Splitting Data Into Training Data And Testing Data
For splitting the dataset, we use Data Sampler Widget. Now, we will split the data into two parts, 80% of data for training and 20% for testing. We will send the first 80% onwards to build a model and remaining for testing purpose.
Firstly, connect the file to Data Sampler. Then, click on the Data Sampler and amend the changes you want in the Data Sampler
It selects a subset of data instances from an input dataset.
- Data: input dataset
- Data Sample: sampled data instances (used for training)
- Remaining Data: out-of-sample data (used for testing)
So we have to pass the whole dataset into Data Sampler Widget. By default, the dataset splits into train(70%) and test data(30%) in the Data Sampler. In Data Sampler Widget we will split our dataset into train(80%) and test data(20%).
Effects Of Data Splitting On The Classification Model & Result
To know the effect, first we have to create a workflow which tests the learning algorithms(SVM, KNN and many more)on data and score them.

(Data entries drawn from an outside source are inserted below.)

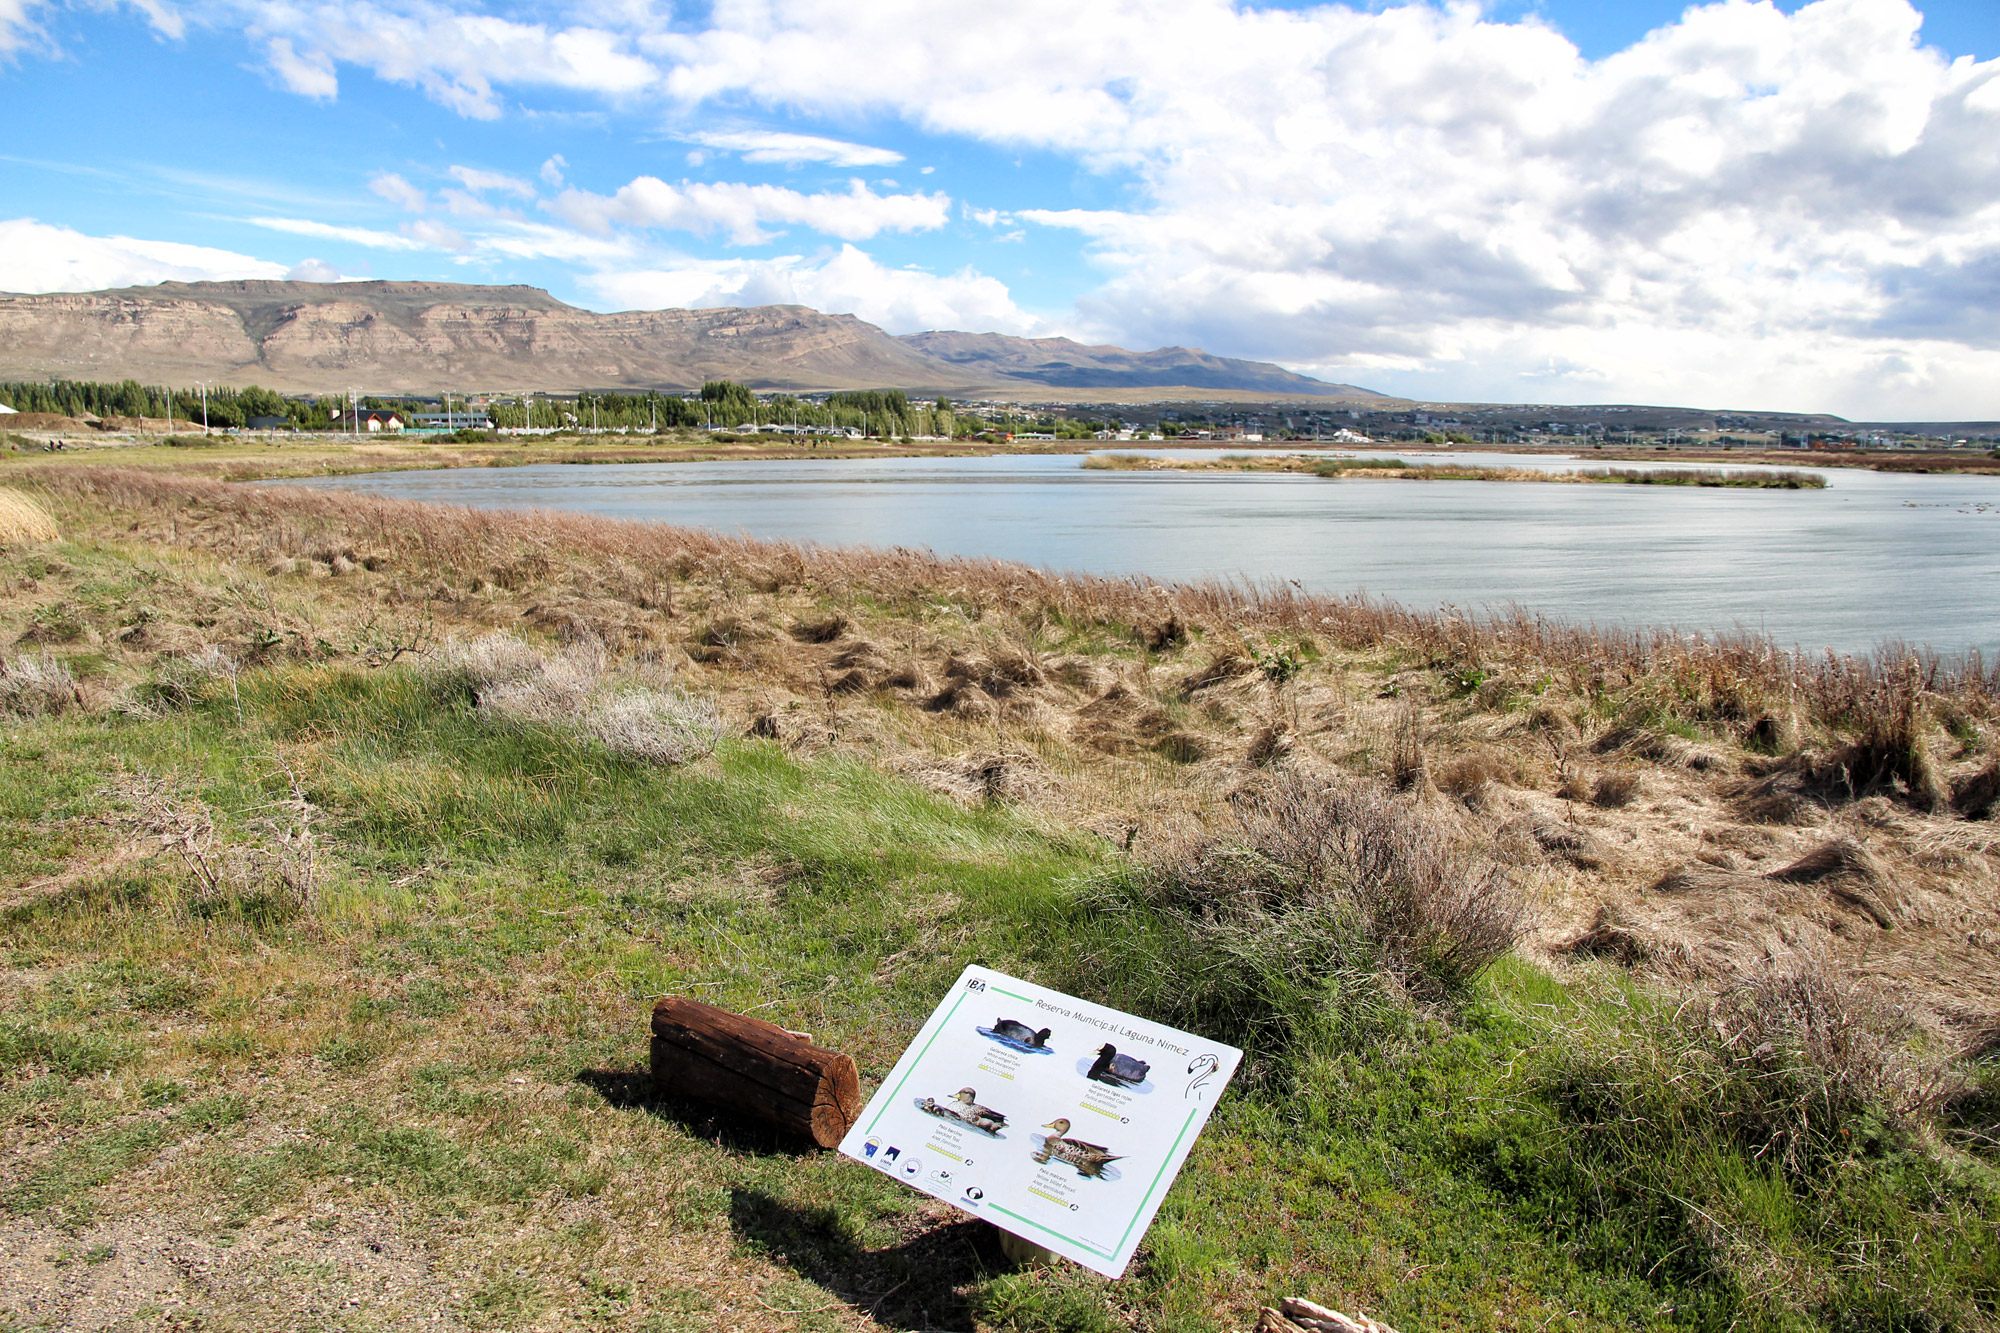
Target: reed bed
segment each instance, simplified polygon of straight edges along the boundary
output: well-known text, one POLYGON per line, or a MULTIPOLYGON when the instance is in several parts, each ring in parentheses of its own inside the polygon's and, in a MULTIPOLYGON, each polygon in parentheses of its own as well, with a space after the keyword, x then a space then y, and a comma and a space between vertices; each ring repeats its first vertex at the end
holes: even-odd
POLYGON ((1110 472, 1305 472, 1339 479, 1363 476, 1390 481, 1522 481, 1550 485, 1694 486, 1703 489, 1813 491, 1826 486, 1815 472, 1770 468, 1584 468, 1554 471, 1487 467, 1479 463, 1412 463, 1402 458, 1318 458, 1310 454, 1224 454, 1221 458, 1158 458, 1150 454, 1092 454, 1083 466, 1110 472))
POLYGON ((1361 463, 1355 459, 1340 458, 1313 469, 1313 474, 1320 477, 1343 477, 1352 472, 1397 481, 1526 481, 1553 485, 1694 486, 1765 491, 1810 491, 1826 487, 1826 478, 1817 473, 1765 468, 1740 472, 1728 472, 1721 468, 1587 468, 1557 472, 1532 467, 1482 467, 1470 463, 1408 464, 1400 460, 1361 463))
POLYGON ((555 510, 480 510, 284 486, 231 486, 129 469, 36 478, 52 503, 133 513, 172 510, 262 527, 294 549, 344 535, 392 561, 408 587, 468 571, 530 577, 578 558, 626 562, 656 577, 726 575, 753 586, 803 587, 888 601, 943 599, 1074 624, 1162 626, 1271 637, 1312 636, 1350 650, 1393 648, 1468 678, 1494 669, 1546 678, 1584 697, 1657 694, 1662 711, 1755 722, 1789 712, 1842 730, 1911 710, 1990 718, 2000 663, 1885 643, 1873 653, 1785 649, 1750 631, 1686 633, 1581 624, 1521 606, 1420 610, 1365 595, 1307 592, 1278 580, 1160 583, 1142 576, 1062 573, 908 547, 827 547, 555 510))

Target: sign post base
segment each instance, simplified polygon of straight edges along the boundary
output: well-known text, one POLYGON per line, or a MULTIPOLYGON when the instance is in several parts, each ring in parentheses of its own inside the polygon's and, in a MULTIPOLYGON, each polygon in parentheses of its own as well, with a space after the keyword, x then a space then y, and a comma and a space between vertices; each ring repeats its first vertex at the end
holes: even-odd
POLYGON ((986 1225, 992 1227, 994 1232, 1000 1237, 1000 1253, 1006 1255, 1019 1267, 1047 1268, 1055 1263, 1056 1260, 1062 1258, 1061 1255, 1048 1246, 1037 1245, 1031 1240, 1024 1240, 1003 1226, 992 1222, 988 1222, 986 1225))

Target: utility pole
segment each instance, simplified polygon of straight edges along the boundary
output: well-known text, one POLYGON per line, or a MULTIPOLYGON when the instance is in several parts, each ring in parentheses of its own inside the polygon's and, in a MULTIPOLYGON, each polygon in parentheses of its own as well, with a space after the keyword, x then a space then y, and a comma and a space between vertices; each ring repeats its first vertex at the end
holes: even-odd
POLYGON ((201 433, 206 435, 208 434, 208 383, 205 380, 196 380, 194 385, 201 390, 201 433))

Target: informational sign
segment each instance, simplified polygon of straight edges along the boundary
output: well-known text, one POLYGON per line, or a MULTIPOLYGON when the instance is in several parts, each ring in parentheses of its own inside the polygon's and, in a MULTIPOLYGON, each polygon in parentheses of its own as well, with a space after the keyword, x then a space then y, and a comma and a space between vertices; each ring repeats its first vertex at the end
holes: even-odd
POLYGON ((1242 1058, 968 967, 840 1150, 1120 1277, 1242 1058))

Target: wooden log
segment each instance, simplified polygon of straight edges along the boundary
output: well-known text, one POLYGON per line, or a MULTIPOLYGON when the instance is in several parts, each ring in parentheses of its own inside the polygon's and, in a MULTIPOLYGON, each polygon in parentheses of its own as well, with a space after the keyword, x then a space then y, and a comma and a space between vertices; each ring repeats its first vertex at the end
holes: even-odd
POLYGON ((687 1097, 837 1146, 861 1116, 852 1057, 776 1023, 669 995, 653 1006, 653 1083, 687 1097))

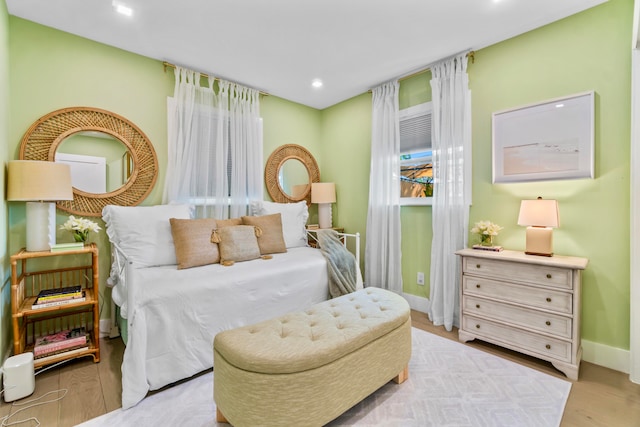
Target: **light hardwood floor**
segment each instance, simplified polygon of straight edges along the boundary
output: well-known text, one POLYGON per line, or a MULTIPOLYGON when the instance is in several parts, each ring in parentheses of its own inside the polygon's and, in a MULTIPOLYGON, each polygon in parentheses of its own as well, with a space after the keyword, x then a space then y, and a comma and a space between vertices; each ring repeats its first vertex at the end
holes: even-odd
MULTIPOLYGON (((413 326, 445 338, 457 340, 457 330, 447 332, 435 327, 426 315, 411 313, 413 326)), ((565 378, 550 363, 502 349, 481 341, 465 345, 496 354, 522 365, 565 378)), ((53 403, 46 403, 21 411, 8 422, 37 418, 42 427, 74 426, 120 407, 120 363, 124 346, 117 339, 103 339, 100 344, 101 362, 91 358, 71 361, 36 376, 36 390, 32 396, 14 403, 24 403, 48 392, 66 389, 66 396, 53 403)), ((58 397, 52 393, 39 402, 58 397)), ((12 403, 0 405, 0 416, 16 413, 21 407, 12 403)), ((36 425, 32 423, 24 426, 36 425)), ((580 378, 574 381, 567 401, 562 427, 638 427, 640 426, 640 385, 629 377, 588 362, 580 366, 580 378)), ((143 426, 136 426, 143 427, 143 426)))

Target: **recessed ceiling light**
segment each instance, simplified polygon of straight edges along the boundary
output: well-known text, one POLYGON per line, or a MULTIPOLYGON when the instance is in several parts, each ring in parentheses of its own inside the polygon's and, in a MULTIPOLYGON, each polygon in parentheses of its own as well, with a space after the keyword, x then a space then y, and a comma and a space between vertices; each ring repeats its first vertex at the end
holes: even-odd
POLYGON ((321 88, 322 85, 323 85, 323 83, 322 83, 322 80, 320 80, 320 79, 314 79, 311 82, 311 86, 315 87, 316 89, 321 88))
POLYGON ((113 3, 111 3, 113 5, 113 8, 116 10, 116 12, 118 12, 121 15, 124 16, 132 16, 133 15, 133 9, 131 9, 129 6, 122 4, 120 2, 114 1, 113 3))
POLYGON ((564 104, 556 104, 556 108, 562 108, 564 107, 564 104))

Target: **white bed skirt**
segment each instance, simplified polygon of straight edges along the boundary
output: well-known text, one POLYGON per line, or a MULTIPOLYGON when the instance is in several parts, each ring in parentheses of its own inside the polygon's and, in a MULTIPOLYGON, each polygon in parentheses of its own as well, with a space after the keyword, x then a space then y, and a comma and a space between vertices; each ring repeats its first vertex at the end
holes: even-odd
POLYGON ((131 264, 126 274, 125 409, 149 390, 211 368, 218 332, 304 309, 329 293, 326 260, 308 247, 230 267, 131 264))

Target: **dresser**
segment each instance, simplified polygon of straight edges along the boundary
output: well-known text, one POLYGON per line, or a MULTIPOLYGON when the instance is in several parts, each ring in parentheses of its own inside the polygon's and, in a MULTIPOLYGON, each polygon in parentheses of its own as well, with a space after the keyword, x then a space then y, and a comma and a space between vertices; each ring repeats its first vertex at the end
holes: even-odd
POLYGON ((463 249, 462 342, 480 339, 553 364, 578 379, 582 271, 588 260, 463 249))

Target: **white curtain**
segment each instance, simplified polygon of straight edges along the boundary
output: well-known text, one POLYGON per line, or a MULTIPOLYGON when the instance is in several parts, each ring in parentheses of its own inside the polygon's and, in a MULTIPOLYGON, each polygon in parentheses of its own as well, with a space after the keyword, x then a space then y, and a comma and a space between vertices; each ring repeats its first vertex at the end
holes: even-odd
POLYGON ((200 73, 175 69, 168 103, 169 143, 163 202, 190 203, 196 217, 249 214, 262 200, 262 124, 259 93, 200 73))
POLYGON ((402 293, 397 81, 373 89, 365 282, 402 293))
POLYGON ((469 223, 471 94, 467 56, 431 67, 433 241, 429 318, 450 331, 459 326, 460 271, 456 250, 466 246, 469 223))

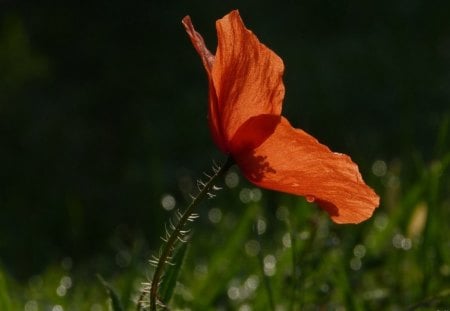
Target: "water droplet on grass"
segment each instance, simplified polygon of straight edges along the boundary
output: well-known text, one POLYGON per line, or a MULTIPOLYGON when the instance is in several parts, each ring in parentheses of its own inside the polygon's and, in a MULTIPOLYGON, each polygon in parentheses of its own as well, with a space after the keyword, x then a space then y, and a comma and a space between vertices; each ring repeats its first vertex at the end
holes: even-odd
POLYGON ((387 165, 386 162, 382 160, 376 160, 372 164, 372 173, 377 177, 383 177, 386 175, 387 172, 387 165))
POLYGON ((175 198, 170 194, 165 194, 161 198, 161 205, 166 211, 173 210, 176 203, 175 198))
POLYGON ((25 311, 37 311, 39 310, 39 306, 36 300, 29 300, 25 304, 25 311))
POLYGON ((357 271, 357 270, 361 269, 361 266, 362 266, 362 263, 361 263, 361 259, 360 258, 353 257, 350 260, 350 268, 352 268, 352 270, 357 271))
POLYGON ((237 287, 237 286, 229 287, 227 294, 228 294, 228 298, 230 298, 231 300, 239 299, 239 297, 240 297, 239 287, 237 287))
POLYGON ((258 232, 259 235, 264 234, 264 232, 266 232, 267 229, 267 223, 264 219, 259 218, 258 221, 256 222, 256 231, 258 232))
POLYGON ((353 255, 355 255, 355 257, 357 258, 363 258, 365 254, 366 254, 366 247, 362 244, 356 245, 355 248, 353 249, 353 255))
POLYGON ((312 195, 306 196, 306 201, 308 201, 309 203, 313 203, 315 200, 316 200, 316 198, 313 197, 312 195))
POLYGON ((247 243, 245 243, 245 252, 249 256, 258 255, 260 249, 261 249, 261 247, 260 247, 258 241, 250 240, 247 243))
POLYGON ((239 185, 239 175, 236 172, 229 172, 225 176, 225 184, 228 188, 235 188, 239 185))
POLYGON ((222 211, 217 207, 210 209, 208 212, 208 219, 213 224, 218 224, 222 220, 222 211))
POLYGON ((277 259, 274 255, 267 255, 263 259, 264 274, 267 276, 274 276, 276 272, 277 259))
POLYGON ((281 241, 283 242, 284 248, 290 248, 292 246, 291 234, 289 232, 285 233, 281 241))

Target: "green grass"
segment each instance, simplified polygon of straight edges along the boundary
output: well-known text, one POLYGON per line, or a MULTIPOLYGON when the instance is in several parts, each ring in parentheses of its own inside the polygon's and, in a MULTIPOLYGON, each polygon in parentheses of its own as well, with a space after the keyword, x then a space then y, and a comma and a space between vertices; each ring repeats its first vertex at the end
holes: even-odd
MULTIPOLYGON (((169 306, 450 308, 450 153, 439 155, 428 163, 392 161, 386 170, 378 162, 378 176, 366 179, 381 195, 381 207, 356 226, 333 224, 305 200, 255 190, 241 178, 200 207, 178 281, 170 280, 166 289, 173 291, 169 306)), ((2 269, 0 310, 109 310, 112 288, 124 310, 135 310, 133 299, 151 275, 144 249, 125 250, 129 264, 106 271, 107 288, 89 265, 50 265, 22 283, 2 269)))

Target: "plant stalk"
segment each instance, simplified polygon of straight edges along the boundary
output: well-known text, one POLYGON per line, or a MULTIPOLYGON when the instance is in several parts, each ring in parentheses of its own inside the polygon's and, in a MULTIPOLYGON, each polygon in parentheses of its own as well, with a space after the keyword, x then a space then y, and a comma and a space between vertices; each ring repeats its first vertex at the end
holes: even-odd
POLYGON ((212 175, 209 180, 204 183, 203 188, 200 189, 200 192, 197 194, 196 197, 192 199, 192 202, 189 204, 187 209, 184 211, 182 216, 180 217, 178 223, 175 226, 175 229, 170 234, 169 238, 167 239, 167 243, 164 244, 164 247, 161 252, 161 256, 159 257, 157 266, 155 268, 155 272, 153 274, 152 282, 150 285, 150 310, 156 311, 157 306, 157 299, 158 299, 158 289, 159 289, 159 283, 161 281, 161 277, 164 272, 165 264, 167 263, 168 259, 171 257, 171 254, 174 250, 175 244, 180 238, 181 232, 186 225, 187 221, 189 220, 189 217, 192 215, 194 210, 196 209, 197 205, 208 196, 210 191, 213 189, 215 183, 217 180, 224 175, 225 172, 228 171, 228 169, 234 164, 234 161, 231 157, 228 157, 225 161, 225 164, 214 171, 214 175, 212 175))

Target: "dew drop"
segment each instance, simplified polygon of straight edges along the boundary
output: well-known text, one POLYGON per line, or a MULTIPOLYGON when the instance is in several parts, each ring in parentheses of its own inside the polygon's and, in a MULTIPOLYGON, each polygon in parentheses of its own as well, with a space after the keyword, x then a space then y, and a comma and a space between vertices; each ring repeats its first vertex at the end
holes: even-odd
POLYGON ((274 276, 276 272, 277 259, 274 255, 267 255, 263 259, 264 274, 267 276, 274 276))
POLYGON ((39 305, 36 300, 29 300, 25 304, 25 311, 38 311, 39 305))
POLYGON ((170 194, 165 194, 161 198, 161 205, 166 211, 173 210, 176 204, 175 198, 170 194))
POLYGON ((259 245, 258 241, 250 240, 247 243, 245 243, 245 252, 249 256, 258 255, 260 249, 261 249, 261 246, 259 245))
POLYGON ((352 268, 352 270, 358 271, 359 269, 361 269, 362 263, 361 263, 361 259, 358 257, 353 257, 352 260, 350 260, 350 268, 352 268))
POLYGON ((228 297, 229 297, 231 300, 237 300, 237 299, 239 299, 239 297, 240 297, 240 295, 241 295, 240 290, 239 290, 239 287, 237 287, 237 286, 231 286, 231 287, 229 287, 229 288, 228 288, 228 291, 227 291, 227 294, 228 294, 228 297))
POLYGON ((256 222, 256 231, 258 231, 259 235, 264 234, 264 232, 266 232, 267 229, 267 223, 264 219, 260 218, 258 219, 258 221, 256 222))
POLYGON ((306 196, 306 201, 308 201, 309 203, 313 203, 315 200, 316 200, 316 198, 313 197, 312 195, 306 196))

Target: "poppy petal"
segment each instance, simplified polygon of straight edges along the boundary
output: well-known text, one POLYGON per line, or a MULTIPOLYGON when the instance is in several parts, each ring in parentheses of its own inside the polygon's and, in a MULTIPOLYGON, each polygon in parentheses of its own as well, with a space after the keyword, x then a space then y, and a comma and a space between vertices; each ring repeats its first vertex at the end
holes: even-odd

For this we will use Test and Score widget which gets data from Data Sampler and, train, test and score learner algorithm.
Test and Score
Tests learning algorithms on data.
- Data: input dataset
- Test Data: separate data for testing
- Learner: learning algorithm(s)
- Evaluation Results: results of testing classification algorithms.
After splitting the data we have to connect Data Sampler with Test & Score Widget by connecting two lines one for train data and another for test data. so by clicking on link it opens Edit Links and we have to edit links as shown below.
Data sample(80%) -> Data( Train Data )
Remaining Data(20%) -> Test Data
This workflow utilizes Naïve-Bayes, Random Forest, Neural Network, and KNN ( K Nearest Neighbors ) Widgets to create the model. Machine learning methods are used in all of the widgets. You can connect all of your widgets with the Test & Score Widget as learner as done in the generated workflow(see the above images).
Test and Score widget must need two things to test and score as seen in above Test and Score section.
(1) Data ( Train & Test )
(2) Machine Learning Algorithm
Now after sending the models to Test & Score along with Train and Test samples, we observe their performance in the table inside the Test & Score widget. But before observing evaluation result we have to make Test and Score widget to evaluate on test samples by clicking option Test on test data on the left panel of widget as shown in the below figure. Because there are other option available for evaluation such as cross validation, Leave one out, and others. So while using test data we always test our model on test data.
Importance Of Separation Of Test And Training Data
Main importance of data separation is for evaluation purpose. Because overfitting is a common problem while training a model. When a model performs exceptionally well on the data we used to train it, but fails to generalize well to new, previously unseen data points, this phenomena happens.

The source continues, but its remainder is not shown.